As my colleagues have explained, this rulemaking consists of two new rules relating to fraud, manipulation, and deception in the security-based swap market. First, Rule 9j-1 would fulfill our statutory mandate to define, and prescribe means reasonably designed to prevent, fraudulent, manipulative, and deceptive behavior in connection with security-based swaps. This anti-fraud rule takes into account the features fundamental to a security-based swap and the broad definitions of “purchase” and “sale” under the relevant statutes. Among other types of misconduct, the rule should help address manufactured credit events and other opportunistic strategies in the credit derivatives market. The rule would also provide additional specificity and precision regarding the application of existing antifraud and anti-manipulation laws to other types of misconduct. This clarity should enhance the SEC’s oversight of this market, and benefit market participants of all types.
We are also adopting a new rule prohibiting undue influence over the Chief Compliance Officers (CCOs) of security-based swap dealers and major security-based swap participants. CCOs play a crucial role in promoting entities’ compliance with all of the federal securities laws. This is no different in the security-based swap market. The rule is designed to safeguard the independence and objectivity of a security-based swap entity’s CCO by preventing the personnel of that entity from taking actions to coerce, mislead, or otherwise interfere with the CCO. This common-sense safeguard should help empower and support CCOs in establishing a strong and committed culture of compliance among securities-based swap entities as they begin to fulfill their obligations under the Title VII regulatory framework.

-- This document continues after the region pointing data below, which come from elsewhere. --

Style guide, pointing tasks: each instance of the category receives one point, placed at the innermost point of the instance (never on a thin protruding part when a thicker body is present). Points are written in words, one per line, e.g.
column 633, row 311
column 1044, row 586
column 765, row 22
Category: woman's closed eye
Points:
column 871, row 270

I would like to echo my fellow Commissioners in thanking all of the staff who worked on these two rules. In particular, I’d like to thank the staff in the Division of Trading and Markets, the Office of General Counsel, the Division of Economic and Risk Analysis, and the Division of Enforcement. I truly appreciate your hard work, expertise, and dedication, as well as your responsiveness to my questions and the time spent on calls with me and my staff. This is an important rulemaking that should help promote the integrity of the security-based swap markets, and I am pleased to support it.